Beim Kurator waren im untersuchten Semester 17 studentische Vereine und 29 Studentenverbindungen gemeldet, in denen 765 der insgesamt 2215 Studierenden Mitglied waren. Viele studentische Vereine dienten dem gesellschaftlichen Leben von Studierenden desselben Studiengangs, zum Beispiel der Theologische Verein oder der Klassisch-Philologische Verein. Andere hatten die gemeinsame Freizeitgestaltung zum Ziel – beispielsweise unterhielt der akademische Skiclub eine Skihütte. Weitere Vereine waren der Verein studierender Frauen und der Gesangverein studierender Frauen, während die freie Studentenschaft und die Freischar Göttingen, ein universitärer Wanderverein, sowohl Frauen als auch Männer aufnahmen.

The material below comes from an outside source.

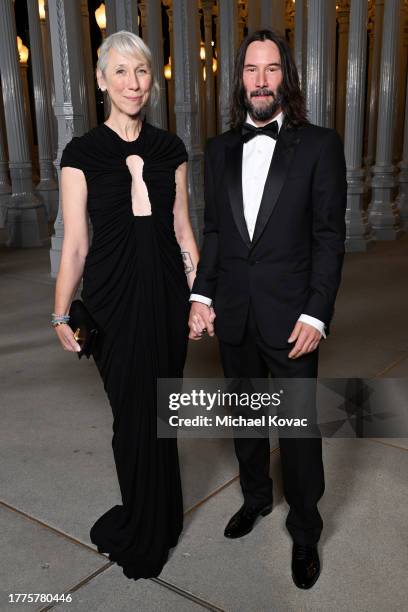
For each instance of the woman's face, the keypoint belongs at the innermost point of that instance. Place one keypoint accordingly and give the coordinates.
(128, 81)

Wesentlich bedeutender als die Vereine waren die 29 Verbindungen, welche sich im 19. Jahrhundert entwickelt hatten. Allen gemein war die lebenslange Gemeinschaft. Der älteste Verbindungstyp waren die Corps, die ältere studentische Traditionen zu erhalten suchten und großen Wert auf soziale Exklusivität legten. Die Burschenschaften, nach den Corps die zweitgrößte Gruppe, legten Wert auf politische Bildung und eine deutschnationale Gesinnung. Die drittgrößte Gruppierung der Verbindungen bildeten die Turnerschaften und die Landsmannschaften. Zudem gab es die sogenannten christlichen Verbindungen, die das studentische Fechten ablehnten.

All diese Untersuchungen zeigen, wie lohnend es sein kann, mit den Akten zu arbeiten. Klischees werden so vielleicht aufgelöst und die interessanten, aber subjektiveren Eindrücke, die Briefe oder (autobiographische) Erzählungen bieten, vervollständigt.